El ajedrez de Mogadiscio
La guerra civil somalí es un conflicto que varía de modo constante en función de las diversas alianzas de gobierno y milicias rivales
Actualizado:Somalia prosigue sumida en una guerra civil, apenas vislumbrada por la noticia de puntuales escaramuzas, como la que originó medio centenar de víctimas el pasado fin de semana. La captura de un barco por algún puñado de piratas concita el interés de los medios de comunicación y, sin embargo, apenas se sabe de la situación que vive la población tierra adentro.
Se habla del fracaso de un Estado fallido y suplantado por los poderes tribales, de violencia endémica y de la existencia de entidades periféricas, prácticamente independientes, pero carentes de respaldo internacional. Pero este país sufre un conflicto aún más complejo.
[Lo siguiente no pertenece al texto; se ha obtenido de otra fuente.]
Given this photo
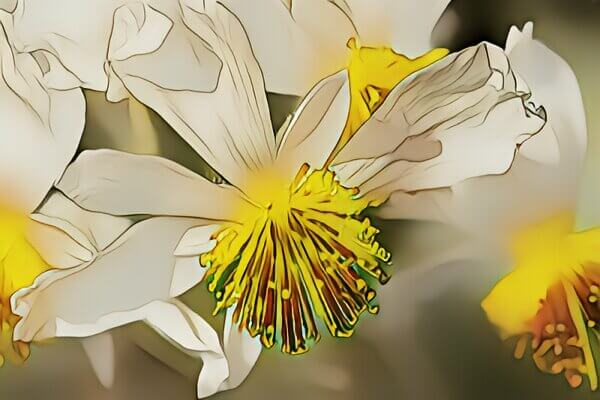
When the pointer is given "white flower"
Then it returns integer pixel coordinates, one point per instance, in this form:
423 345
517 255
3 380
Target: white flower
298 43
42 114
459 118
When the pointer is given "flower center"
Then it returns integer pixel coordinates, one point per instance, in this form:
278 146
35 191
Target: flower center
20 264
304 253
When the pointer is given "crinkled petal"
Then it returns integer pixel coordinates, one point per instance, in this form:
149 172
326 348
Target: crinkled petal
124 184
67 236
316 126
117 29
42 114
297 43
97 296
534 187
460 118
229 127
403 25
150 42
242 352
100 350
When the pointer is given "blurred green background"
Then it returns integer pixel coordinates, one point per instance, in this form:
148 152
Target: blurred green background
433 342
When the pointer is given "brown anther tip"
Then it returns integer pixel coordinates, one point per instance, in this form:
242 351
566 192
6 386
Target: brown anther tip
351 43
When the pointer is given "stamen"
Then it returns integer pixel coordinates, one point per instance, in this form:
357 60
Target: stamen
304 254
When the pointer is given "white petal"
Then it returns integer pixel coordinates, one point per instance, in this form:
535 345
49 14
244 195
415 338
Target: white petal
531 189
460 118
189 331
67 236
230 126
188 271
100 350
137 29
83 47
124 184
242 352
108 292
42 118
316 126
404 25
553 85
151 43
58 29
297 43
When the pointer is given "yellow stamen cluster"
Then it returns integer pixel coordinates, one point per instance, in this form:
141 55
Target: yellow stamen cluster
303 253
550 300
20 264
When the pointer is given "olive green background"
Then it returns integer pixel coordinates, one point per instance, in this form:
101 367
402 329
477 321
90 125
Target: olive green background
432 342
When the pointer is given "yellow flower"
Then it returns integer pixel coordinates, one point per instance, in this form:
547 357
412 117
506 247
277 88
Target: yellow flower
304 250
550 300
20 264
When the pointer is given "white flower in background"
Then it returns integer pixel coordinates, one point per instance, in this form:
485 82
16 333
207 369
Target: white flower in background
525 218
281 240
304 41
42 115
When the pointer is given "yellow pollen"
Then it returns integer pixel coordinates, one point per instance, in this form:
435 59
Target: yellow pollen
20 264
302 253
373 72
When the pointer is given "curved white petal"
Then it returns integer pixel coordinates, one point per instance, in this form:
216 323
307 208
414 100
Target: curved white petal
194 335
532 188
67 236
186 273
124 184
128 281
100 350
130 273
153 42
229 127
316 126
297 43
460 118
42 116
553 85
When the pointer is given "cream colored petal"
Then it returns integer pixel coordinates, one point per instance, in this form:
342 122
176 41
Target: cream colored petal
404 25
76 32
316 126
130 273
460 118
42 115
229 127
153 42
297 43
67 236
554 85
187 272
242 352
100 350
83 47
534 187
124 184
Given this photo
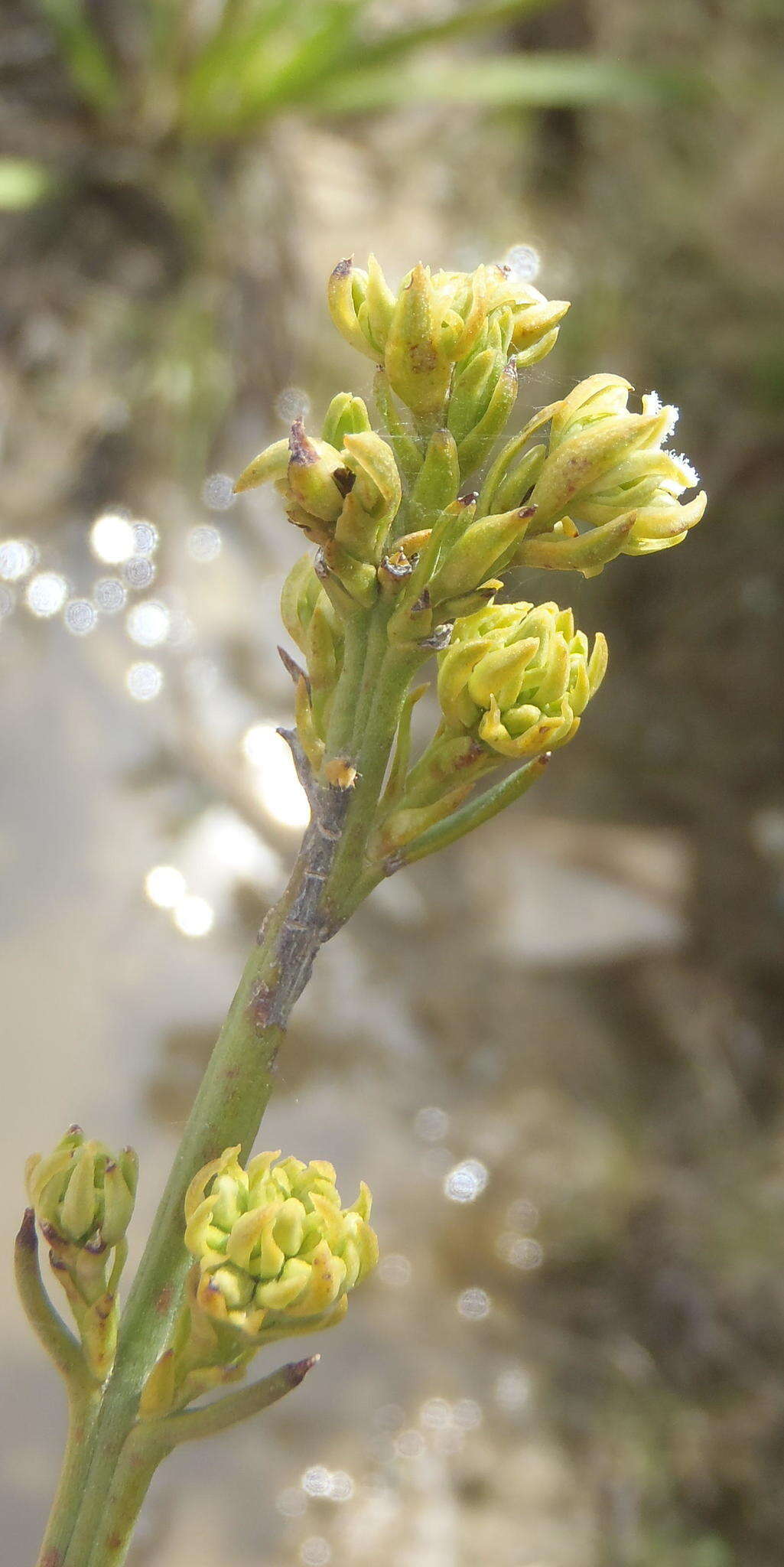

Como en una partida múltiple de ajedrez, los jugadores rotan frente al tablero y sus complejas estrategias, a menudo, desembocan en empates técnicos que, a su vez, conducen a nuevos choques basados en diferentes alianzas, a menudo ligadas a intereses personales. La guerra somalí se reinventa constantemente. Los protagonistas varían, las coaliciones mudan. Tan sólo el drama continúa.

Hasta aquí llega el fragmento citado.